On the intersection graphs of modules and rings

TL;DR

This paper classifies modules and rings based on properties of their intersection graphs, providing structure theorems and characterizations for infinite graphs with finite degree maximal substructures, and explores graph invariants like clique and chromatic numbers.

Contribution

It offers new classifications and structure theorems for modules and rings with specific intersection graph properties, extending previous results and removing certain assumptions.

Findings

Rings with infinite intersection graphs and finite degree maximal left ideals are characterized.

Modules with infinite intersection graphs containing finite degree maximal submodules are structurally described.

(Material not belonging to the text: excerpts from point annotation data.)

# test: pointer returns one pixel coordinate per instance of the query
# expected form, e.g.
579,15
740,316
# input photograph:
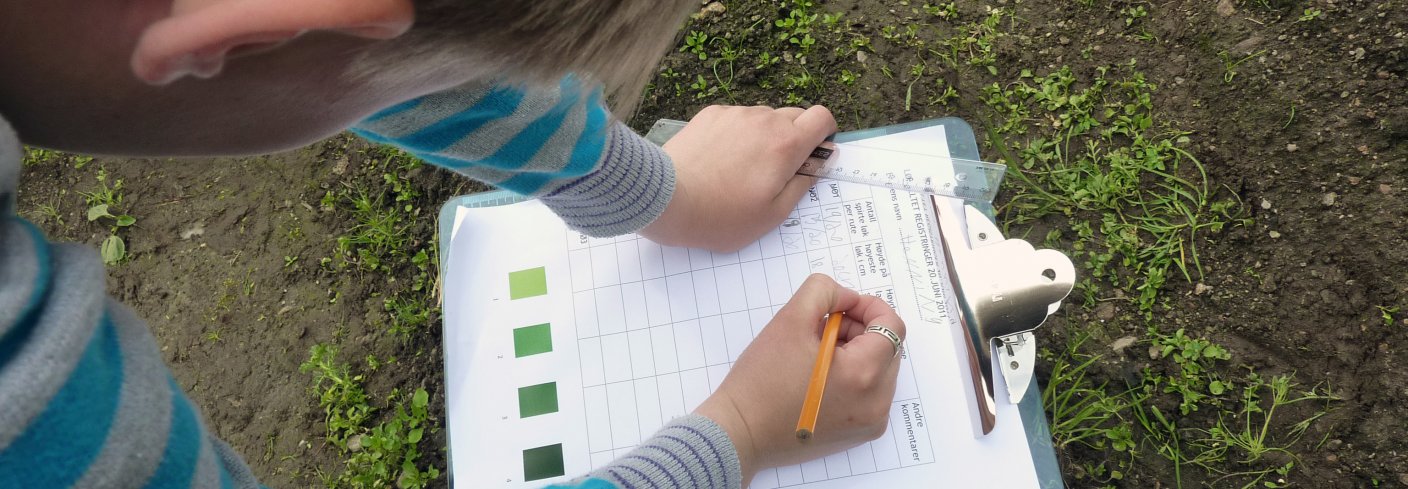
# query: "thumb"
818,296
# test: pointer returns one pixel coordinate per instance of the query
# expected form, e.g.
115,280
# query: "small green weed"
1387,314
1086,413
696,42
40,157
796,26
976,42
376,457
1196,381
103,202
944,10
1135,197
1231,62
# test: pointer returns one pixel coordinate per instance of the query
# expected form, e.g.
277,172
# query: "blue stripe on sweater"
585,154
182,444
58,446
587,484
19,334
497,103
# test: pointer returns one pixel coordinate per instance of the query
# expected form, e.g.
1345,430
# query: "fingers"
817,296
815,124
872,348
872,310
792,193
790,112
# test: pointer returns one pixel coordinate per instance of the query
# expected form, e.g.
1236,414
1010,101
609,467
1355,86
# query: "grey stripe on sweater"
68,319
624,195
628,188
692,451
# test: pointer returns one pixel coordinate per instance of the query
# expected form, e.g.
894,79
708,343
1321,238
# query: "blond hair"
613,42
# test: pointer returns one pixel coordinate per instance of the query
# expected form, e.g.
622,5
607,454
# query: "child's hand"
737,174
759,400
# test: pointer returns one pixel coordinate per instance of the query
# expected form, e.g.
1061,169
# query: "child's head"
245,76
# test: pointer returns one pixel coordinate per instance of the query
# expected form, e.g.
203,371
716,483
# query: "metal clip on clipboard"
1004,288
1004,291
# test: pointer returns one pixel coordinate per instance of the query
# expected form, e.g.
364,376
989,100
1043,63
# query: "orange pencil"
811,406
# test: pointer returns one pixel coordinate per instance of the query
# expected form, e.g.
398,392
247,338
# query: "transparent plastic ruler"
941,175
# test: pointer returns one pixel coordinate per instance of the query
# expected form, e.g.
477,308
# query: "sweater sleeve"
556,144
692,451
85,398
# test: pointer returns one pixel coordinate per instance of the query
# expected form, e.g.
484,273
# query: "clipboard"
962,144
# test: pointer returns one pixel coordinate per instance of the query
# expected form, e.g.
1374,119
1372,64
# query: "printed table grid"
631,336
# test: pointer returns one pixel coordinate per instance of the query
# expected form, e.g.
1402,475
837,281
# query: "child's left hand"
737,174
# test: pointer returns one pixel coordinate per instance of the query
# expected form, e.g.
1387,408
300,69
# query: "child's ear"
197,35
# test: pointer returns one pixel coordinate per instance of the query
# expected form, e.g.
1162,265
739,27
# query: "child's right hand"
735,174
759,400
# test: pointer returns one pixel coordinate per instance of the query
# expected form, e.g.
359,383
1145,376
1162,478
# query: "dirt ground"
1310,134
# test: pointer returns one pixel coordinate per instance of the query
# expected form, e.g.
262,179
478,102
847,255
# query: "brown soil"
1298,291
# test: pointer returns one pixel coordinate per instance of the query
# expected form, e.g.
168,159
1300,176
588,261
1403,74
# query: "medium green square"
527,283
532,340
539,399
542,462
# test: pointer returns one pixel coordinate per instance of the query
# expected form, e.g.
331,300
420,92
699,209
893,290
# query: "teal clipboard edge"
962,144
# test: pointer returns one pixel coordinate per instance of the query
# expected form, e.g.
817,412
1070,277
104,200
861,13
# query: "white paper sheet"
642,333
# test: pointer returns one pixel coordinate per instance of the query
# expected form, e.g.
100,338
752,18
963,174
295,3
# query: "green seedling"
796,27
846,78
1387,314
380,455
1134,14
1196,381
944,10
113,248
696,42
1229,64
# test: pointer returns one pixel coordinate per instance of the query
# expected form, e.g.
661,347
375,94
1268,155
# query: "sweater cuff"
692,451
11,155
630,189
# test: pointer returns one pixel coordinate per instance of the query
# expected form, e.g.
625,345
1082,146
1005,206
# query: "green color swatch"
539,399
532,340
542,462
527,283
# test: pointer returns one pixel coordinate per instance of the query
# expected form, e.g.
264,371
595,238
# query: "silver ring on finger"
889,334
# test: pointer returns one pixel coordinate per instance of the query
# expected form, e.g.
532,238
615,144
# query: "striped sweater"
551,143
86,400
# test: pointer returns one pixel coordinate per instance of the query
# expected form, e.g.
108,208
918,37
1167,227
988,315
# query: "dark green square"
532,340
542,462
527,283
539,399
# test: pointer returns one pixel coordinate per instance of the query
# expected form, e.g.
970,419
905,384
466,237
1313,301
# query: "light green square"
528,283
542,462
539,399
532,340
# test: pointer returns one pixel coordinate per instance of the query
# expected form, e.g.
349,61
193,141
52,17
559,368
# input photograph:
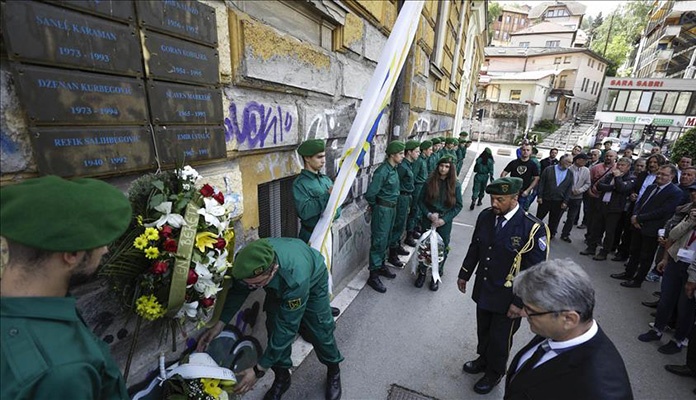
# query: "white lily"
188,309
174,220
211,212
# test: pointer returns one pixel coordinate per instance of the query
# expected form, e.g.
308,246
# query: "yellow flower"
205,239
152,253
210,386
148,308
140,242
151,234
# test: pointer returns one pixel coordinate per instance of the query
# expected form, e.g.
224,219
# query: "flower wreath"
172,261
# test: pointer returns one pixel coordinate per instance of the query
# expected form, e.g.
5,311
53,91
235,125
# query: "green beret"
395,147
253,260
55,214
412,144
507,185
310,147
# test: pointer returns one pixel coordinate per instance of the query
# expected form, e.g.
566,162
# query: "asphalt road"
419,339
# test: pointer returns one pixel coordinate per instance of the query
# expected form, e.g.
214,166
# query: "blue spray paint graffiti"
257,122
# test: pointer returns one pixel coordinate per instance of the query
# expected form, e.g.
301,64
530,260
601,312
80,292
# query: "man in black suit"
502,233
571,357
651,212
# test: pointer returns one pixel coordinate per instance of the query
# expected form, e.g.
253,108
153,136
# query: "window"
562,81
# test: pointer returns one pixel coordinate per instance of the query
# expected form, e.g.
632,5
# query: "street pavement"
419,339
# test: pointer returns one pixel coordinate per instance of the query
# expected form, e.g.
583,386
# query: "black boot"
420,280
394,258
281,384
333,382
375,283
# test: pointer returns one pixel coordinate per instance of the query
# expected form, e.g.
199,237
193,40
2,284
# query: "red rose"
192,278
170,245
207,190
166,231
220,244
159,267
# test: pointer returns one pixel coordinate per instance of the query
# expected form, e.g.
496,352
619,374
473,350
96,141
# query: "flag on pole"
367,120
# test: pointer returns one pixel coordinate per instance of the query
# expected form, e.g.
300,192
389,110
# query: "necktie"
499,223
542,349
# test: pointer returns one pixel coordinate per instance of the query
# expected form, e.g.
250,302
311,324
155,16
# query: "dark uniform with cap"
403,205
382,195
310,191
298,294
497,247
47,350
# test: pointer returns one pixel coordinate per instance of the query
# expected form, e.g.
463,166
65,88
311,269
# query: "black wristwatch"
259,373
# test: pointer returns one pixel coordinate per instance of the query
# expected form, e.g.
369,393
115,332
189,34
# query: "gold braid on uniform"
517,263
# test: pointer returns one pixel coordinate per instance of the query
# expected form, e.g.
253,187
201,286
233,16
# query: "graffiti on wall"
260,125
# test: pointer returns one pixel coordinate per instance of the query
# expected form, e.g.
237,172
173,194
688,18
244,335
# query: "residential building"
668,46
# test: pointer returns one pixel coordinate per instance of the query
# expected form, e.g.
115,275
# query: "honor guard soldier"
57,232
295,279
382,195
311,190
506,239
403,204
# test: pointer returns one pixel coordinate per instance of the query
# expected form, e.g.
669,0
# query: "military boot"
375,283
281,384
333,382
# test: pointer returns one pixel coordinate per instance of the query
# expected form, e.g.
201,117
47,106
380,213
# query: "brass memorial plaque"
180,61
184,104
183,144
57,96
91,151
187,19
46,34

In such modules, the clique number equals the chromatic number, and this equality also holds for the complement graph.

Abstract

We classify modules and rings with some specific properties of their intersection graphs. In particular, we describe rings with infinite intersection graphs containing maximal left ideals of finite degree. This answers a question raised in [A2]. We also generalize this result to modules, i.e. we get the structure theorem of modules for which their intersection graphs are infinite and contain maximal submodules of finite degree. Furthermore we omit the assumption of maximality of submodules and still get a satisfactory characterization of such modules. In addition we show that, if the intersection graph of a module is infinite but its clique number is finite, then the clique and chromatic numbers of the graph coincide. This fact was known earlier only in some particular cases. It appears that such equality holds also in the complement graph.